I have a theory: all these people reporting degrading model quality over time ar...

vintermann · 2025-09-20T18:59:11 1758394751

They test specific prompts with temperature 0. It is of course possible that all their tests prompts were lucky, but still then, shouldn't you see an immediate drop followed by a flat or increasing line?

Also, from what I understand from the article, it's not a difficult task but an easily machine checkable one, i.e. whether the output conforms to a specific format.

Spivak · 2025-09-20T21:02:27 1758402147

If it was random luck, wouldn't you expect about half the answers to be better? Assuming the OP isn't lying I don't think there's much room for luck when you get all the questions wrong on a T/F test.

lostmsu · 2025-09-21T04:00:24 1758427224

With T=0 on the same model you should get the same exact output text. If they are not getting it, other environmental factors invalidate the test result.

nothrabannosir · 2025-09-20T18:59:22 1758394762

TFA is about someone running the same test suite with 0 temperature and fixed inputs and fixtures on the same model over months on end.

What’s missing is the actual evidence. Which I would love of course. But assuming they’re not actively lying, this is not as subjective as you suggest.

chaos_emergent · 2025-09-20T18:45:28 1758393928

Yes exactly, my theory is that the novelty of a new generation of LLMs’ performances tends to cause an inflation in peoples’ perceptions of the model, with a reversion to a better calibrated expectation over time. If the developer reported numerical evaluations that drifted over time, I’d be more convinced of model change.

zzzeek · 2025-09-20T18:58:48 1758394728

your theory does not hold up for this specific article as they carefully explained they are sending identical inputs into the model each time and observing progressively worse results with other variables unchanged. (though to be fair, others have noted they provided no replication details as to how they arrived at these results.)

gtsop · 2025-09-20T20:42:25 1758400945

I see your point but no, it's getting objectively worse. I have a similar experience of casually using chatgpt for various use cases, when 5 dropped i noticed it was very fast but oddly got some details off. As time moved on it became both slower and the output deteriorated.

yieldcrv · 2025-09-20T18:46:40 1758394000

fta: “I am glad I have proof of this with the test system”

I think they have receipts, but did not post them there

Aurornis · 2025-09-20T18:58:26 1758394706

A lot of the claims I’ve seen have claimed to have proof, but details are never shared.

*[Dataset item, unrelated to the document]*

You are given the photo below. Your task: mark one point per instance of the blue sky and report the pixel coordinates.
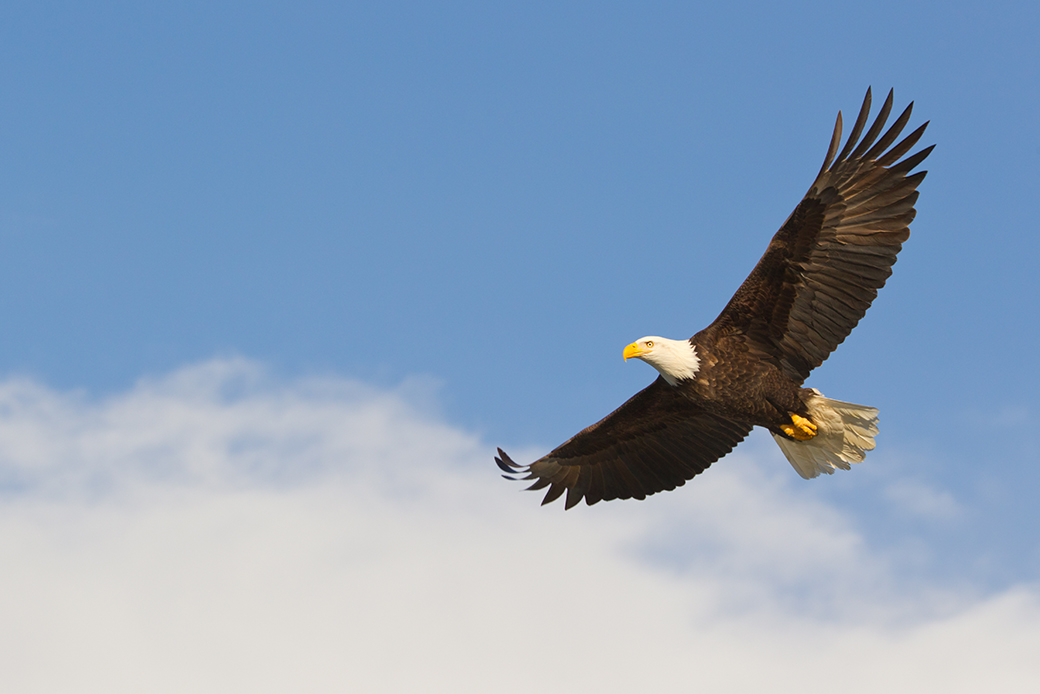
(494, 200)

Even a simple graph of the output would be better than nothing, but instead it’s just an empty claim.

yieldcrv · 2025-09-20T19:41:27 1758397287

That's been my experience too

but I use local models and sometimes the same ones for years already, and the consistency and expectations there is noteworthy, while I also have doubts about the quality consistency I have from closed models in the cloud. I don't see these kind of complaints from people using local models, which undermines the idea that people were just wowed three months ago and less impressed now.

so perhaps it's just a matter of transparency

but I think there is consistent fine tuning occuring, alongside filters added and removed in an opaque way in front of the model

colordrops · 2025-09-20T18:46:32 1758393992

Did any of you read the article? They have a test framework that objectively shows the model getting worse over time.

Aurornis · 2025-09-20T18:59:42 1758394782

I read the article. No proof was included. Not even a graph of declining results.

colordrops · 2025-09-21T16:55:54 1758473754

Ok fair, but not including the data is not the same as the article saying it was subjective "feel".